Em que se tinha enganado? Repetiu mentalmente o cântico com a esperança de encontrar as palavras que a ajudassem a quebrar o feitiço.

Precisava de regressar ao seu lar.

Para não ficar tonta, fechou os olhos e concentrou toda a sua energia no seu lar e na sua família. Visualizou cada um dos que residiam no Reino Mítico. A sua mãe, a trabalhar no tear, a tecer um tecido bonito que os mortais nunca tinham visto e tão delicado que poderia ter sido fabricado pelos anjos. A sua avó tirava biscoitos dourados do forno e barrava-os com manteiga fresca e mel que acabava de ser extraído do favo. A velha Bessie, com um avental sujo apertado à sua cintura larga e com a colher de pau na mão mexia um guisado delicioso numa panela enegrecida. E Jeremy, que estaria, provavelmente, naquele momento, a correr para casa tão rápido quanto as suas pernas curtas o permitissem para relatar as notícias da última falha de Gwenellen.

«Meu Deus. Neste momento, já todos saberão que fracassei uma vez mais», pensou.

Talvez se tentasse concentrar-se, conseguisse regressar antes que a sua mãe tivesse tempo para ficar preocupada.

De repente, como por artes mágicas, sentiu que começava a descer. Com um sorriso, abriu os olhos mesmo a tempo para ver que estava a aproximar-se do chão. Daquela vez, em vez de cair numa urze, planou até chegar ao chão e aterrou sem dificuldade.

– Bom, correu muito melhor.

Olhou à sua volta para procurar Jeremy. No entanto, em vez dos arbustos, encontrou-se entre as ruínas fumegantes do que parecia uma fortaleza. Estava rodeada de móveis e tapeçarias completamente abrasadas.

O odor do fumo e da morte rodeava-a por todo o lado e enchia-lhe os pulmões.

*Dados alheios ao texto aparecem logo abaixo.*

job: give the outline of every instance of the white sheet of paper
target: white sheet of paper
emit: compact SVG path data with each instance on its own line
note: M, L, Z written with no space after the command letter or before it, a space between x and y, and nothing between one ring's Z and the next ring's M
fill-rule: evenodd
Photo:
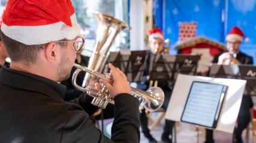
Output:
M166 119L180 121L193 81L220 84L228 86L216 130L233 133L237 118L246 81L213 78L179 74L166 111Z

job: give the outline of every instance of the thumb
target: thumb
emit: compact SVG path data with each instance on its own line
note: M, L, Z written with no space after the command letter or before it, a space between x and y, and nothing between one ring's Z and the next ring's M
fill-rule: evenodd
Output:
M108 90L108 91L113 90L113 85L110 83L109 83L108 81L100 79L99 82L102 83L106 87L107 89Z

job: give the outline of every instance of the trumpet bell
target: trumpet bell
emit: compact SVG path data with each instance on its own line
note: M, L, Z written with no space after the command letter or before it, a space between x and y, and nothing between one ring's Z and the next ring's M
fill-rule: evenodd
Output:
M146 97L144 108L149 112L155 111L160 108L164 101L164 93L157 87L151 87L146 91L149 93Z

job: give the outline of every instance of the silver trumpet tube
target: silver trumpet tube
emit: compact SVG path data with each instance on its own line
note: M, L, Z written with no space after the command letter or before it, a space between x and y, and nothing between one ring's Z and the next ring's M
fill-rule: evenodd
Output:
M104 74L87 67L83 67L79 64L73 64L73 66L77 68L72 76L73 85L76 89L86 93L88 95L94 97L92 104L103 109L106 108L108 103L114 104L110 93L102 84L101 84L100 89L90 86L83 88L78 85L76 84L76 77L79 73L82 71L92 74L97 78L108 81L110 83L113 83L114 81L110 78L111 76L105 76ZM110 75L111 74L110 73ZM142 102L139 107L140 111L143 108L150 112L156 111L163 105L164 102L164 94L163 90L157 87L151 87L146 91L131 87L131 91L132 94L134 94L134 96L136 97L138 97L139 100L142 100Z
M98 25L95 43L88 63L88 67L100 72L104 68L103 63L107 57L108 52L116 37L121 31L128 30L131 28L125 22L112 16L99 11L95 11L93 14L98 20ZM95 79L95 77L86 73L82 86L86 87L92 79Z

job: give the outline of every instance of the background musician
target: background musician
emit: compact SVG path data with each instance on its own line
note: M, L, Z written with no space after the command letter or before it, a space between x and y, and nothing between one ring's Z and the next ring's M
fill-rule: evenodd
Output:
M131 96L123 73L110 64L114 120L111 139L79 106L83 97L66 103L66 87L76 51L84 40L70 0L9 0L2 16L1 39L11 59L0 70L0 142L139 142L139 102Z
M226 37L226 48L228 51L225 51L220 54L215 55L213 63L218 64L253 64L252 58L245 55L240 51L240 46L243 38L245 35L243 31L238 27L234 27ZM232 50L233 49L233 50ZM234 56L231 54L234 53ZM250 109L253 106L253 103L251 96L243 96L241 103L239 113L238 115L237 127L235 130L235 142L243 142L242 133L246 128L251 120ZM213 140L213 132L212 130L207 129L205 143L214 142Z
M138 83L137 84L137 88L143 90L146 90L149 88L149 68L150 56L152 54L157 54L161 53L161 52L163 50L164 46L164 38L160 29L152 29L149 31L149 45L150 47L150 50L147 52L149 56L148 57L146 65L145 66L145 70L142 79L143 81ZM163 105L163 108L166 109L170 100L172 90L169 87L168 83L166 82L158 82L158 87L160 87L164 93L164 102ZM145 136L148 138L149 142L157 142L157 141L152 136L149 132L150 130L148 127L148 119L145 111L145 109L142 111L142 112L140 115L142 132L143 133ZM164 142L171 142L171 140L169 136L170 135L172 135L172 127L174 125L174 121L166 120L165 126L164 127L164 132L161 136L161 139Z

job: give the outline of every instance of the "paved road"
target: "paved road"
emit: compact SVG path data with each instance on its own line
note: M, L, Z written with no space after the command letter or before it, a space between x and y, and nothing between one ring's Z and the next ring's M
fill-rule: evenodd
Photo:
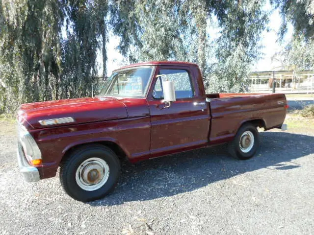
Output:
M314 137L261 137L247 161L223 145L125 163L114 191L84 204L58 177L23 182L16 138L0 136L1 234L314 234Z

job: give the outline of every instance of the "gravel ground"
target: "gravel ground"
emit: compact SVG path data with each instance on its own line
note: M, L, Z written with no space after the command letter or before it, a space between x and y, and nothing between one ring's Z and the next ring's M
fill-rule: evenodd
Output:
M6 234L314 234L314 134L260 133L246 161L226 146L123 164L115 190L84 204L58 177L25 182L16 137L0 135L0 233ZM300 134L302 132L302 134Z

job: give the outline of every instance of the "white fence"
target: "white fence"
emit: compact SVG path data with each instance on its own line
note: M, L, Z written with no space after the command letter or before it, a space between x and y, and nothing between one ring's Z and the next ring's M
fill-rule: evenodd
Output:
M248 83L250 92L272 92L274 80L276 81L276 93L314 93L314 72L313 71L253 72Z

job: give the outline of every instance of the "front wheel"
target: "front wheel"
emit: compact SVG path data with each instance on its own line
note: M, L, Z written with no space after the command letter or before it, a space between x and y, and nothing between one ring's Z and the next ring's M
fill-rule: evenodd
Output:
M239 129L234 140L229 143L228 150L232 156L246 160L254 156L259 146L259 132L255 126L248 123Z
M79 147L65 160L60 181L73 198L88 202L102 198L117 184L120 163L115 153L101 144Z

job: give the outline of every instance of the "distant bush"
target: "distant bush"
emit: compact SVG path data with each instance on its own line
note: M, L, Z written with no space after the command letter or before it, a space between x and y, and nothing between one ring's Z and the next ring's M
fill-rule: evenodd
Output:
M307 105L300 113L304 118L314 118L314 104Z

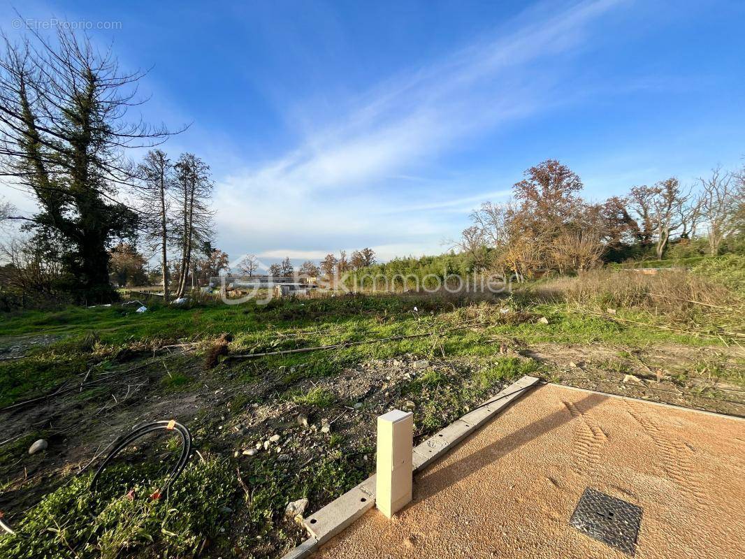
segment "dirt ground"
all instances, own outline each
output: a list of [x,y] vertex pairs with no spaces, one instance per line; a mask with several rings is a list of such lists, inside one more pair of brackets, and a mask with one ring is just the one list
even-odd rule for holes
[[[13,340],[6,347],[14,348],[9,353],[16,356],[30,343]],[[43,338],[38,343],[49,341]],[[745,388],[731,378],[733,371],[735,377],[738,370],[743,374],[745,355],[738,347],[668,344],[632,350],[600,344],[545,344],[530,348],[506,344],[504,354],[536,360],[542,365],[539,373],[554,382],[745,414]],[[177,365],[155,361],[133,370],[149,359],[127,356],[111,371],[111,384],[104,376],[92,389],[73,390],[0,414],[0,479],[4,484],[0,510],[9,511],[11,521],[58,487],[64,480],[60,474],[82,471],[122,432],[141,423],[171,417],[189,426],[197,448],[209,446],[224,456],[237,455],[239,463],[248,459],[244,451],[279,435],[280,442],[271,450],[286,454],[288,469],[300,471],[340,449],[354,464],[355,475],[365,476],[374,468],[376,415],[410,404],[419,409],[427,404],[427,398],[439,397],[423,394],[421,400],[410,401],[414,398],[406,392],[407,387],[423,374],[467,376],[478,367],[475,358],[422,361],[419,356],[402,356],[361,363],[335,376],[305,379],[292,387],[298,393],[321,388],[332,394],[335,403],[319,408],[294,402],[283,394],[288,387],[276,384],[283,371],[278,371],[276,378],[267,375],[241,380],[224,365],[205,370],[203,359],[188,352],[177,358]],[[711,364],[710,371],[706,363]],[[166,388],[164,379],[177,370],[192,382],[177,389]],[[730,376],[723,378],[721,371]],[[495,385],[494,389],[501,388]],[[447,424],[454,419],[448,413],[451,415],[453,411],[443,410],[435,419]],[[321,432],[324,422],[331,429],[326,435]],[[425,435],[426,430],[418,426],[417,435]],[[28,455],[28,446],[41,437],[49,442],[47,452]],[[311,502],[311,508],[323,504]]]
[[643,509],[635,557],[745,556],[745,420],[548,385],[319,559],[621,558],[569,524],[586,487]]

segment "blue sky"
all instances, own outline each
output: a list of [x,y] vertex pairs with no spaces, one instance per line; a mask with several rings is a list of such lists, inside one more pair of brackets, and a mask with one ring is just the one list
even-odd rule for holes
[[25,1],[11,36],[13,5],[120,22],[91,34],[192,123],[164,148],[211,165],[232,258],[438,253],[547,158],[600,200],[745,155],[742,1]]

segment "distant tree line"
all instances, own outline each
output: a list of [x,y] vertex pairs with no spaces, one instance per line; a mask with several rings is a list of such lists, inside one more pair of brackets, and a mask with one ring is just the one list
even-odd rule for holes
[[745,172],[720,168],[683,187],[670,177],[601,203],[583,200],[580,177],[548,160],[524,173],[512,198],[486,202],[451,241],[449,253],[395,259],[352,274],[367,285],[384,277],[407,287],[455,274],[519,280],[576,273],[607,262],[745,252]]

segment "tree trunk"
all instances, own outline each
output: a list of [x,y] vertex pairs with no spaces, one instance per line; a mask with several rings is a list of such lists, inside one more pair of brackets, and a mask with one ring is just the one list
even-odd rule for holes
[[160,176],[160,261],[163,277],[163,300],[168,302],[168,268],[166,263],[167,230],[165,228],[165,184],[164,177]]

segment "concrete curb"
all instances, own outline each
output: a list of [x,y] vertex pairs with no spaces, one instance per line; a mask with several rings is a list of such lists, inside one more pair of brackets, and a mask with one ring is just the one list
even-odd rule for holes
[[[437,432],[412,452],[412,470],[419,472],[443,458],[458,443],[476,431],[540,382],[534,376],[523,376],[472,411]],[[375,476],[371,476],[357,487],[302,521],[311,537],[282,559],[304,559],[375,506]]]

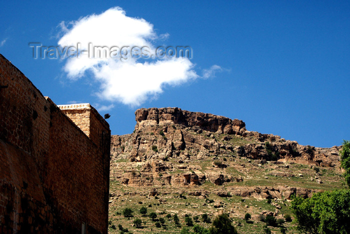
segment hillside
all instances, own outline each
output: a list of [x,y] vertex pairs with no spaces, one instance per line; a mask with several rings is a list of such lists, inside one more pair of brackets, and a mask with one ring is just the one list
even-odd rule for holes
[[[156,228],[138,212],[142,206],[158,216],[178,214],[182,226],[186,214],[213,218],[228,212],[239,233],[261,233],[259,215],[291,214],[292,194],[306,198],[344,186],[340,146],[302,146],[247,130],[240,120],[178,108],[142,108],[135,114],[133,133],[112,136],[110,200],[112,224],[133,233],[181,230],[171,218]],[[135,217],[120,214],[127,207]],[[246,212],[252,224],[244,222]],[[143,228],[130,226],[136,218],[146,222]],[[285,225],[294,233],[293,224]],[[110,232],[119,233],[116,229],[110,226]]]

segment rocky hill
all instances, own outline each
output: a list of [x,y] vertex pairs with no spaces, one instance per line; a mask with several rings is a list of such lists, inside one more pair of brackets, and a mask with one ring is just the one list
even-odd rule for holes
[[[340,146],[302,146],[248,130],[240,120],[176,108],[141,108],[135,114],[133,133],[112,136],[112,210],[123,207],[123,196],[164,196],[166,204],[169,194],[186,194],[204,200],[199,206],[206,205],[211,215],[222,209],[238,218],[250,210],[258,218],[268,212],[282,216],[278,201],[288,201],[292,194],[306,198],[342,186]],[[212,196],[218,198],[214,204],[206,203]],[[232,210],[236,206],[219,198],[232,196],[277,203],[270,210]],[[186,212],[196,210],[188,208]],[[172,208],[176,212],[176,206]]]

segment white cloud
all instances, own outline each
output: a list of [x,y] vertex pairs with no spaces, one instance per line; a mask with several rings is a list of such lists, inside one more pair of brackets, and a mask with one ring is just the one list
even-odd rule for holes
[[6,41],[8,40],[7,38],[4,38],[1,42],[0,42],[0,47],[2,47],[2,46],[5,44],[5,43],[6,43]]
[[105,112],[106,110],[109,110],[114,107],[114,104],[110,104],[108,106],[100,105],[98,104],[96,104],[94,105],[94,106],[96,108],[100,114],[101,114],[102,112]]
[[[154,52],[154,42],[169,36],[167,33],[158,36],[152,24],[142,18],[126,16],[120,8],[76,21],[61,22],[60,26],[63,36],[58,41],[59,45],[76,46],[80,42],[82,50],[87,50],[91,42],[96,46],[110,48],[146,46]],[[68,58],[64,70],[72,80],[83,77],[87,71],[92,72],[100,82],[96,94],[102,100],[138,106],[162,93],[164,86],[177,85],[200,77],[194,67],[187,58],[142,60],[131,58],[122,62],[120,58],[89,58],[86,56]],[[212,66],[204,72],[203,77],[214,74],[220,68],[217,66]],[[103,106],[99,110],[107,110]]]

Começou a tossir e a sentir náuseas. Quando, finalmente, conseguiu recompor-se, ergueu-se e, depois de ouvir uns passos, voltou-se.

Encontrou-se a olhar para os olhos de um homem cujos traços estavam distorcidos pela fúria. Na mão, trazia uma espada que levantou até conseguir apontar directamente para o coração de Gwenellen.

– Ah! Vejo que um dos seus a abandonou – gritou, com voz enfurecida. – Prepara-te para morrer, mulher.